$14,000 penalty for the owner who rejected service dog


A service dog is the source of a $14,000 conviction for discrimination: a landlord has been ordered by a Quebec court to pay this amount to a family to whom he refused to rent an apartment because he did not want the animal.

The 50-pound Labernois is the precious companion of a young adult with an intellectual disability and autism spectrum disorder. This is a dog donated by the Mira Foundation, which trained it. His masters were also trained. This breed of dog was chosen for its calmness and low level of activity, an expert from Mira told the court.

His parents wanted to rent a home in April 2016. The ad indicated that the animals were accepted.

It was the Human Rights Commission that brought this case to the Human Rights Tribunal.

In it, she argued that the couple, as well as their son, were discriminated against on the basis of a means used to compensate for disability in the context of signing a lease.

The owner of the Montreal-based unit admitted that he had refused the rental of the apartment to the family, but argued that it was because the parents had not been honest with him, having concealed their child and the dog during the visit to the accommodation. The bond of trust was broken, he argued. He also alleged the mother’s lack, which he said had taken him away from home when he did not want to proceed with the tenancy. He also mentioned the damage the animal would cause to the floors. He also points out that he offered to rent the apartment if the family accepted any responsibility for the floors, a proposal that the parents deny having received.

They also deny concealing information and plead discrimination.

Judge Mario Gervais agreed with the family.

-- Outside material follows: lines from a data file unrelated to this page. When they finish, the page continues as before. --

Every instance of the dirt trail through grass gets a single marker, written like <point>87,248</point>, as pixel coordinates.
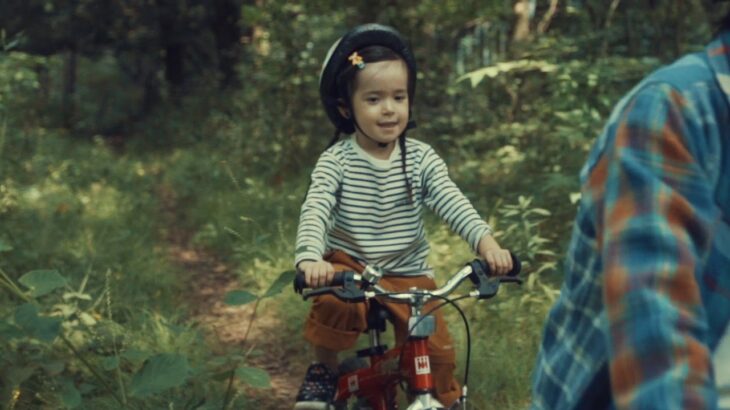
<point>230,327</point>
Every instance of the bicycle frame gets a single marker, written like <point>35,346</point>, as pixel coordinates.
<point>377,384</point>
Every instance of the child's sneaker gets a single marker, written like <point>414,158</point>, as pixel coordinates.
<point>318,389</point>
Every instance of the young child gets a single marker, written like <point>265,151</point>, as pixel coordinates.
<point>365,201</point>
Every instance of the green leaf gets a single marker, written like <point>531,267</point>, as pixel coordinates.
<point>135,356</point>
<point>70,396</point>
<point>53,367</point>
<point>239,297</point>
<point>9,331</point>
<point>284,280</point>
<point>110,363</point>
<point>43,281</point>
<point>17,375</point>
<point>5,247</point>
<point>254,377</point>
<point>40,327</point>
<point>161,372</point>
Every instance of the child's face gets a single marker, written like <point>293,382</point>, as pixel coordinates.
<point>380,102</point>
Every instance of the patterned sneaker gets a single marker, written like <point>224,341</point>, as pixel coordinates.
<point>318,389</point>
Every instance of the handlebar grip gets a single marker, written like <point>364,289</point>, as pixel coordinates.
<point>300,282</point>
<point>484,266</point>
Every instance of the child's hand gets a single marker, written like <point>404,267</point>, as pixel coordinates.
<point>499,260</point>
<point>317,273</point>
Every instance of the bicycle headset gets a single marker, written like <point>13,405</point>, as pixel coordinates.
<point>331,90</point>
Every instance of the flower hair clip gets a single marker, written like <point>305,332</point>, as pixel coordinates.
<point>356,59</point>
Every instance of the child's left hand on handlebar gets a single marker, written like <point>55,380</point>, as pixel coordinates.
<point>499,260</point>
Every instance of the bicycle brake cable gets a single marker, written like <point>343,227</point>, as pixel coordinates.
<point>452,302</point>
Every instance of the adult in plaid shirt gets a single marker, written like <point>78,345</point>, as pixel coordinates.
<point>646,297</point>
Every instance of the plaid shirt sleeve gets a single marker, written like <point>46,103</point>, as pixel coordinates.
<point>653,232</point>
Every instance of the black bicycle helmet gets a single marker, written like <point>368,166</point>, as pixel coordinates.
<point>337,60</point>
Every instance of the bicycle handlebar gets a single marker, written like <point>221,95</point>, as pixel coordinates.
<point>352,287</point>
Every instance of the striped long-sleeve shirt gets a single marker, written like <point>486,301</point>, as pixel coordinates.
<point>360,205</point>
<point>646,295</point>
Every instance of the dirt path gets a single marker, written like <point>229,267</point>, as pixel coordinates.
<point>227,327</point>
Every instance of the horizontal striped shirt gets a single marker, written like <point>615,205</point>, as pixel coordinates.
<point>359,204</point>
<point>646,295</point>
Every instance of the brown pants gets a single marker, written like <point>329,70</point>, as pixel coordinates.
<point>336,325</point>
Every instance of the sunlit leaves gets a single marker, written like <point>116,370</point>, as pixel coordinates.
<point>43,328</point>
<point>254,377</point>
<point>239,297</point>
<point>41,282</point>
<point>159,373</point>
<point>284,280</point>
<point>476,76</point>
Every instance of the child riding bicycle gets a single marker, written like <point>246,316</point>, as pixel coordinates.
<point>365,201</point>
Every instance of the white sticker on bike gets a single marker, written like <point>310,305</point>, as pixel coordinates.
<point>352,384</point>
<point>423,365</point>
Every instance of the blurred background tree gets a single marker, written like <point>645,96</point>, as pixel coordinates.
<point>116,114</point>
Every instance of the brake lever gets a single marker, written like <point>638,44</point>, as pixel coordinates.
<point>488,286</point>
<point>349,291</point>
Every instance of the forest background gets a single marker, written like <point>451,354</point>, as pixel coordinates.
<point>154,155</point>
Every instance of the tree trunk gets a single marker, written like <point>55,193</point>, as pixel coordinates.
<point>609,18</point>
<point>521,31</point>
<point>68,98</point>
<point>227,31</point>
<point>544,23</point>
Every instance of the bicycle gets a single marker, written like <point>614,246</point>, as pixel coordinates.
<point>374,386</point>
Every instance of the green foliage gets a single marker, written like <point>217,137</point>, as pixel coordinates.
<point>159,373</point>
<point>254,377</point>
<point>96,320</point>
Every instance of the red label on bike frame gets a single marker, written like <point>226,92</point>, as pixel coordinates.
<point>421,379</point>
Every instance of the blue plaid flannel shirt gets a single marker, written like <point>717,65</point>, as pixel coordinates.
<point>646,295</point>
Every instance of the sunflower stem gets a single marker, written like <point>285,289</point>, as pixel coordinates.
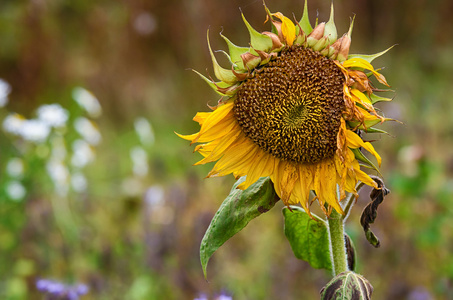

He recalled in his decision that the Quebec Charter of Human Rights and Freedoms includes the right to equality and prohibits discrimination in the conclusion of legal action for a good or service or service or service normally offered to the public, which includes a housing lease.

According to him, the presence of a service dog to compensate for the young man’s disability was the main factor, if not the only reason for the refusal to rent.

The right of a person with a pervasive developmental disorder to use a service dog to compensate for this disability is well established, the judge said.

“It is not necessary that the refusal to enter into a tenancy lease should be based solely on a ground of discrimination. It is sufficient that the discriminatory ground was a factor in the decision. »

He, therefore, ordered the owner of the dwelling to pay some $14,000 in property damages, moral damages, and punitive damages.

The Commission on Human Rights and Youth Rights welcomed the ruling, which reminds homeowners of their human rights obligations.

Discriminatory selection between applicants for renting a home is strictly prohibited on the basis of charter grounds, including disability, social condition, skin color, and sexual orientation, Commission President Philippe-André Tessier said in a statement.

In this case, “the sense of injustice and frustration arising from physical characteristics such as disability has contributed to the dignity of the victims,” he says.